The recruitment was successful and 200 participants were recruited for the study.  The trial comprised of two groups and 100 participants were allocated to each group. One group was given the alginate dressing while the other group was given the hydrofiber dressing. The trial was successful as there was no drop out case. All participants faithfully underwent their respective treatment. During follow up, a total of 8 patients did not fill the evaluation form. However, the effect of this anomaly on the results is negligible as an adequate number of 192 patients filled the evaluation form. 

In the study, the researchers used randomization and blinding to protect against bias and to ensure the collection of objective results. Randomization was carried out by hospital nurses who randomly applied either alginate or hydrofiber dressing. This was after incision during the hip arthroplasty operation in the theater. Single blinding was undertaken and the participants were not aware of the type of dressing applied.  According to the researchers, double blinding was not possible as the researchers were well aware of the dressing types. The dressings were uniformly applied and covered with transparent polyurethane film to prevent contamination and to allow viewing. The operations were conducted by 15 surgeons and their competency was uniform as described by the researchers. Hence, the healing was not influenced by the surgical procedure. In addition, the suction drain sites were independent of the wounds. Hence, removal of dressings at the suction drain site did not disrupt the wound dressing.

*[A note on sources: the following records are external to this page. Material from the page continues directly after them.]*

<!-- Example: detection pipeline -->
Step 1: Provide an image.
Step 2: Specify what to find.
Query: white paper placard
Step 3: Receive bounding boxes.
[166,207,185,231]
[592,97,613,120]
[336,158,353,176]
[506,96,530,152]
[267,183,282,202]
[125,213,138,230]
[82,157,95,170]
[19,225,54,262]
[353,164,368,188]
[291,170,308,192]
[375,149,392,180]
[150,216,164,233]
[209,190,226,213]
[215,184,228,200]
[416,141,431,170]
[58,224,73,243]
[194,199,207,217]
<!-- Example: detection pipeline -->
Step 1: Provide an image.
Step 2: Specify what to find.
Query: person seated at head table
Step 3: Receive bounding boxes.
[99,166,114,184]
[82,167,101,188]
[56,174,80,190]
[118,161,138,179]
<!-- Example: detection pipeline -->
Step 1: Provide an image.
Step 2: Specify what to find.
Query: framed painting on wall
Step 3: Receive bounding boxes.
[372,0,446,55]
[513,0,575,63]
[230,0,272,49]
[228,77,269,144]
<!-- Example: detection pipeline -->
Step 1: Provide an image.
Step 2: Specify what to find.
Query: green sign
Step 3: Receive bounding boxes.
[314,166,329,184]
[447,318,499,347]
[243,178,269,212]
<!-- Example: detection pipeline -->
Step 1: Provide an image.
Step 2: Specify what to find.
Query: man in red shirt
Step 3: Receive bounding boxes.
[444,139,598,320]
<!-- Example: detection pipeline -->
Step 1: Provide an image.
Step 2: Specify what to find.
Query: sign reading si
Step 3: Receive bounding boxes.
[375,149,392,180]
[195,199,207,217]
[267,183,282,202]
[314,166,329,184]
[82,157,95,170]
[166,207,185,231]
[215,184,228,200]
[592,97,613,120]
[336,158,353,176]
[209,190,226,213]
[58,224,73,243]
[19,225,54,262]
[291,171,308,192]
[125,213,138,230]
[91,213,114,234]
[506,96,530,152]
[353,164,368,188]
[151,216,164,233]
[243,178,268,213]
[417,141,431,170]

The outcomes evaluated by clinical staff comprised of registered skin damage in form of blisters, skin injury and erythema. Photos of the wound dressing were taken after the dressing and observations were made to monitor the wound healing. Skin damage was defined using pressure ulcer classification as provided in the ICD (International Classification of Diseases).

Data was collected by nursing students and nurses who had been trained. Patients evaluated outcomes were recorded after removal of dressings. They were required to report discomfort, itching, pain and burning. Recordings of yes/no were made. Visual analogue scales (VAS) were utilized. 0=no problems and 10 represented unbearable problems.

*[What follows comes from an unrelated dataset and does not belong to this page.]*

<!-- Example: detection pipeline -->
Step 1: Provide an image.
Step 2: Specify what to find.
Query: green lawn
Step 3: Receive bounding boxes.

Statistical analysis comprised of various tests. Chi-square, a non parametric test was appropriate since ordinal data had been collected for the patient evaluation outcomes. Other tests comprised of t-tests to test for mean values, fishers test for differences in categorical variables, and regression analyses. The Kaplan-Meier method was used to assess the unchanged dressing proportion in the two groups. Skin status was better in the alginate group as compared to the hydrofiber group (p= 0.02). The damaged skin area was larger than the alginate group (p=0.05). There was no statistical significant difference in early skin reaction between the alginate and hydrofiber groups (p= 0.7). The logistic regression model that showed that there was a significant difference in patients who had removed the dressings in the 2 groups (p=0.01). With regard to patient evaluated outcome, there was no significant difference in the mean scores for burning pain, discomfort, itching and pain between these two groups.  Overall, there was no correlation in the occurrence of pain and skin damage after dressing removal in the two groups (p= 0.1).

The trial did not establish a clear cut difference in the application of hydrofiber and alginate dressings. Overall, patient comfort was similar as both groups exhibited positive outcomes.  However, the alginate group exhibited less pain and better skin status upon dressing removal as compared to the hydrofiber group. The researchers have made comparison of the study results with those obtained from similar, relevant trials. A Finland trial reported 24% skin damage after applying hydrofiber dressings after arthroplasties. This conforms to the study findings. The trial’s blister rates are higher than in other two studies. However these other studies investigated both knee and hip arthroplasties. Knee blisters are known to be rare. The researchers recommended both dressing types. However, further research needs to be carried out to evaluate if there exists a difference in the use of either alginate or hydrofiber dressings.